My professional life was in social research, promoting health and addressing health inequalities with degrees in Psychology and ‘Epidemiology & Social Research’ from the University of Manchester. Living and working in the inner city, involved in community activities and needing to feel close to nature brought me to forest gardening around the turn of the century. I worked on whole systems for health, healthy cities, healthy ageing, healthier eating, physical activity and interfaces between health and environment eg ‘Local Agenda 21’ and key innovations such as Healthy Living Networks and ‘Exercise on Referral’/social prescribing. I believe forest gardens demonstrate and explore the potential of new ecosystems for food security, climate resilience, closer relationships with nature, and greater health and wellbeing. I voluntarily work as: Deputy chair and a lead forest gardener of the ‘Friends of Birchfields Park’; a BeeWalk, Tree/Nature Walk leader & Friends of the Earth nature activist. I am also involved in Manchester Permaculture Network & Creative Rusholme.
Philippe Grebert (Treasurer)
Through questioning my way of life and my education I discovered permaculture and later forest gardening. Trained as an engineer I am particularly interested in systems and how things and people interact with one another. Forest gardens are an opportunity to challenge the way we think of nature and how we attempt to domesticate it to serve our needs. They also are an ideal place for personal growth as we develop more coherent communities. I do not believe there is one magical solution to solve modern issues like the climate crisis and the soil fertility depletion, but forest gardens certainly are in my view a part of the solution to produce food we can be proud of. It is time we treated ourselves and nature as part of one single coherent system.
I discovered Forest Gardening during my PDC on a reforestation project in 2012 and have been obsessed ever since. I am quite sure it is one of the keys to us as a race taking our place as stewards within a sustainable socioecological system. My background is in creativity, community empowerment and climate action. I have created and supported the creation of numerous initiatives tackling social and ecological challenges.

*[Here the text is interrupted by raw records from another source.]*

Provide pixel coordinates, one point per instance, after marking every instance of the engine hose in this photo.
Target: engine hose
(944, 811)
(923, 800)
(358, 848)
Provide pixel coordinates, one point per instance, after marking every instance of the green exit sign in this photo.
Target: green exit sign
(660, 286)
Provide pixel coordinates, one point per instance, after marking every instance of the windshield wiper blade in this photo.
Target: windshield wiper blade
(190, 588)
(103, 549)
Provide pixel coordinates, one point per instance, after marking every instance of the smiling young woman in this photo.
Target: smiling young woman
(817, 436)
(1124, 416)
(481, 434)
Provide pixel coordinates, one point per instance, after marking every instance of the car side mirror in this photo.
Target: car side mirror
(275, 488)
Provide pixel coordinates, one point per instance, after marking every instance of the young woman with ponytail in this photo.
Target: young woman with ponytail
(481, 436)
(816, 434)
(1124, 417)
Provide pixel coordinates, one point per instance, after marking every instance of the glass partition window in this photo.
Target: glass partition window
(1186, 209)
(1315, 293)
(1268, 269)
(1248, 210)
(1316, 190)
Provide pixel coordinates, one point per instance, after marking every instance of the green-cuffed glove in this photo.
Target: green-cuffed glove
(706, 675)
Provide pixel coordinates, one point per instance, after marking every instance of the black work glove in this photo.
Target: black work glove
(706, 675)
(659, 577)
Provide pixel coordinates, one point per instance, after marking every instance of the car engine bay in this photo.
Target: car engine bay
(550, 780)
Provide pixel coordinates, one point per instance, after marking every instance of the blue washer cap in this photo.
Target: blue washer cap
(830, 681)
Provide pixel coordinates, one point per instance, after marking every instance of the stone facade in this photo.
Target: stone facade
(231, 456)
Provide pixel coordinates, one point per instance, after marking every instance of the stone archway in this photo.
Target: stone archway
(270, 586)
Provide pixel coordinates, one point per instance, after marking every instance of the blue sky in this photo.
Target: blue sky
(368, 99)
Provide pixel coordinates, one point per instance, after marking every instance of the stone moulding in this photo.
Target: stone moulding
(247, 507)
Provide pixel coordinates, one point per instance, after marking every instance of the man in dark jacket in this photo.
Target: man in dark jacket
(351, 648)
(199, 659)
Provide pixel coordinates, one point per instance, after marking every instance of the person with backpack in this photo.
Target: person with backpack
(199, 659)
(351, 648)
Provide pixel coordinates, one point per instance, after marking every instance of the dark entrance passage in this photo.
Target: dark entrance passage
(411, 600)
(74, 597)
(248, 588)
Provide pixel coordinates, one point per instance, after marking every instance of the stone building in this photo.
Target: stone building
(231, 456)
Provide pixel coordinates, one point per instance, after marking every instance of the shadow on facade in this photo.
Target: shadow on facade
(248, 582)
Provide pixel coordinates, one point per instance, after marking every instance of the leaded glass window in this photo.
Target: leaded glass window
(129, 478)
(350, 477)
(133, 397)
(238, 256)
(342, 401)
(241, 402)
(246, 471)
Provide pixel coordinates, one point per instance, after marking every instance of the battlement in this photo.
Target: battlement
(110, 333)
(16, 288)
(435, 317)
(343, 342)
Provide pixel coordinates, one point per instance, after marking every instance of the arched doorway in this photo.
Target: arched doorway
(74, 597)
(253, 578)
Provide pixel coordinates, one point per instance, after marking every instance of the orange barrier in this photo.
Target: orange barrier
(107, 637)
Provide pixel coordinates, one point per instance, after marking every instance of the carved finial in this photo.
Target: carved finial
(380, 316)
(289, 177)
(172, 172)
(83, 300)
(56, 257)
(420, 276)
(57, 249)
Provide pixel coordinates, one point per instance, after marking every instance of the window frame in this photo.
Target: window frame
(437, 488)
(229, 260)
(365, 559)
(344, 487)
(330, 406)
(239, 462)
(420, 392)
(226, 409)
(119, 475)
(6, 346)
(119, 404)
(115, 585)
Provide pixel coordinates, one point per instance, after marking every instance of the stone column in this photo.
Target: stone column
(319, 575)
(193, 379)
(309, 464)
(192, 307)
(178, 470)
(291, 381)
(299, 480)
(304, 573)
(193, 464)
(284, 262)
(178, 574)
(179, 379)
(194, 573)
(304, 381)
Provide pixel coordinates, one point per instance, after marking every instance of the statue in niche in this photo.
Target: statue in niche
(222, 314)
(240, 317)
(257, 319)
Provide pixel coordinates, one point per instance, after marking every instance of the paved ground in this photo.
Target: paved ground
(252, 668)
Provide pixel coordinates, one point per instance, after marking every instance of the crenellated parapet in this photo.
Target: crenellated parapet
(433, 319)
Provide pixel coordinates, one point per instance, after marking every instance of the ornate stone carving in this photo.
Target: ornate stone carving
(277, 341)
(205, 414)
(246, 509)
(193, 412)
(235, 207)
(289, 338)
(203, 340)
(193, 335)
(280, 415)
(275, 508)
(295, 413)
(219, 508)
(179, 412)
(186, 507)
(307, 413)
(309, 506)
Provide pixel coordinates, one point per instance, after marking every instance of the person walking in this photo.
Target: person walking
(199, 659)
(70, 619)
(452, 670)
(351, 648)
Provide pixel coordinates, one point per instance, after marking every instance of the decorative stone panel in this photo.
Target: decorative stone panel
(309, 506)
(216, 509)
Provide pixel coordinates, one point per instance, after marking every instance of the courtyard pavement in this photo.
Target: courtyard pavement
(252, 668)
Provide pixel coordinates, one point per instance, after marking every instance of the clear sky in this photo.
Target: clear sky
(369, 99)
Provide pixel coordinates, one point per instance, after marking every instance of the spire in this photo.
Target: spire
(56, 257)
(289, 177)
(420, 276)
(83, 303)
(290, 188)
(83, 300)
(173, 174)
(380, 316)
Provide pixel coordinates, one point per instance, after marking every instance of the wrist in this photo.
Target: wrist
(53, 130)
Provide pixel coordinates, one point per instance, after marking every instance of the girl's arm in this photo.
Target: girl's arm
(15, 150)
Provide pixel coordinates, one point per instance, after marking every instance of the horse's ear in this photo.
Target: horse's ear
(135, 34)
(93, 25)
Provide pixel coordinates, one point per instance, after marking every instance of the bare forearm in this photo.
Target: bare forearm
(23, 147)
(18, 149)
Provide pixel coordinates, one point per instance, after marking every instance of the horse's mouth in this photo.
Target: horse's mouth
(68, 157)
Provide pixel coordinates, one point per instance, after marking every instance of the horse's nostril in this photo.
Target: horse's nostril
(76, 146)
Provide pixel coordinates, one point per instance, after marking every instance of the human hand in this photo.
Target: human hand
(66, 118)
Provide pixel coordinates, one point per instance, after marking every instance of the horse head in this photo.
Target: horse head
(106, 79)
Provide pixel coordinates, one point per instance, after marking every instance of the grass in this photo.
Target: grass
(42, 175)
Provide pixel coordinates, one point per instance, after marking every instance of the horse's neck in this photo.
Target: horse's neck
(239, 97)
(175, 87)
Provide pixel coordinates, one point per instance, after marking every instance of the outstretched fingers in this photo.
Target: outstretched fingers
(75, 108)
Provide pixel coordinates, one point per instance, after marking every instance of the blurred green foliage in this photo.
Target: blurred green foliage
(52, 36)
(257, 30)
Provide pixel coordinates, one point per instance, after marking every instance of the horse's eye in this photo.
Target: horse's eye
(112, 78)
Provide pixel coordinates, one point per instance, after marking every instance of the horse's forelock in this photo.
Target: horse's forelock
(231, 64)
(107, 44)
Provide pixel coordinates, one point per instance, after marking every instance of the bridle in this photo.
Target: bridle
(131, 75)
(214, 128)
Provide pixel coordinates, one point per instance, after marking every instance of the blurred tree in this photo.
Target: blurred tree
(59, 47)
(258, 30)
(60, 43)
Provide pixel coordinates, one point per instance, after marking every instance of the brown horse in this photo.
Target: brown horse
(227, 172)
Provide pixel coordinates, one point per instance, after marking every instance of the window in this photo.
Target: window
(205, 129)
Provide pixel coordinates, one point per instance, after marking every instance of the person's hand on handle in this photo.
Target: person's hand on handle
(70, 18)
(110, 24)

I come to forest gardens through a journey which some years ago took me to the Oxford Real Farming Conference. This journey started with an enquiry around use of nature and gardening specifically to support each person’s greater potential for development and has evolved into how we can best enhance personal well-being. The IPCC report brings into sharp focus and urgency the importance of both preserving and restoring ecosystems. I believe forest gardens are very appropriate ways to realise both these needs and am increasingly committed to help make this happen. My day job is as a water and sanitation engineer working internationally on disaster strategy, evaluation and response. Until recently I was a trustee of Bridewell Organic gardens, a horticultural mental health recovery charity.
Standing in a forest garden in Devon on a May afternoon in 2015 (my first forest garden training) my eureka moment was: this is how we need to be eating into the future. Though most of the garden around me was in shade, it was bursting with life and colour. It also struck me if there were ever spaces where we could recast our relationship with Nature, these spaces were a pretty good answer. In December 2016 I brought together educators, ecologists, systems thinking academics, youth workers and of course forest gardeners – and NFGS was born. My professional work is the leadership of change, and I take a ‘living systems’ approach to this work. I’m often travelling but home is Bath, and where my own forest garden is putting down its young roots.
Joe McCrohon has a background in food poverty research having volunteered for Good Food Oxford as a food poverty intern and has also been a research intern for the Permaculture Association. Joe has also presented papers at academic conferences on the topic of urban agroforestry and food poverty and has an interest in permaculture, agroecology and works in IT support for the Open Food Network. Joe has a degree in Biological Sciences from the University of East Anglia and a Master’s in Agroecology and Food Security from Coventry University.